There seems to be a similar question (Java Specification: reads see writes that occur later in the execution order), but it focuses on a different example.
The Java Memory Model states in §17.4.8:
Although allowing reads to see writes that come later in the execution order is sometimes undesirable, it is also sometimes necessary.

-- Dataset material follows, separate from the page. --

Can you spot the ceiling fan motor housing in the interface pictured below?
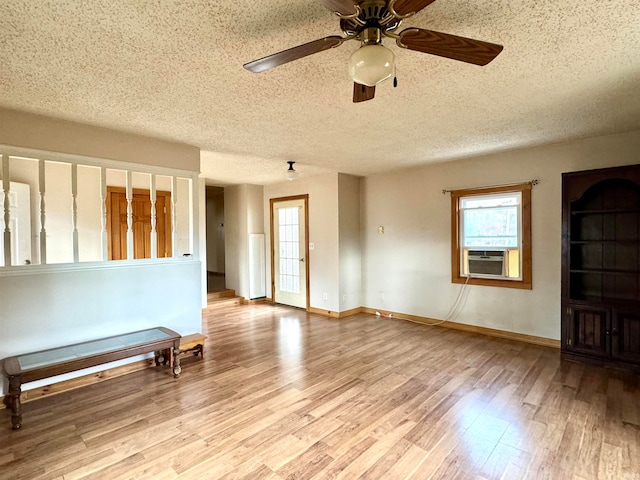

It then refers to a program and an execution trace from §17.4.5 as an example where this behaviour is necessary.
Here's the program:
| Thread 1 | Thread 2 |
|---|---|
| B = 1; | A = 2; |
| r2 = A; | r1 = B; |
And the corresponding execution trace:
1: r2 = A; // sees write of A = 2
3: r1 = B; // sees write of B = 1
2: B = 1;
4: A = 2;
The specification explains:
The trace in Table 17.4.5-A requires some reads to see writes that occur later in the execution order. Since the reads come first in each thread, the very first action in the execution order must be a read. If that read cannot see a write that occurs later, then it cannot see any value other than the initial value for the variable it reads. This is clearly not reflective of all behaviors.
Could someone help clarify what this means? Why can't we simply declare executions that allow reads to observe future writes as illegal?
For instance, if we disallow such executions, wouldn't we still be able to produce the result r1 == 1 and r2 == 2 through the following legal execution?
B = 1;
A = 2;
r2 = A; // sees write of A = 2
r1 = B; // sees write of B = 1
What would be lost or break if we restricted the model to disallow reads from seeing future writes?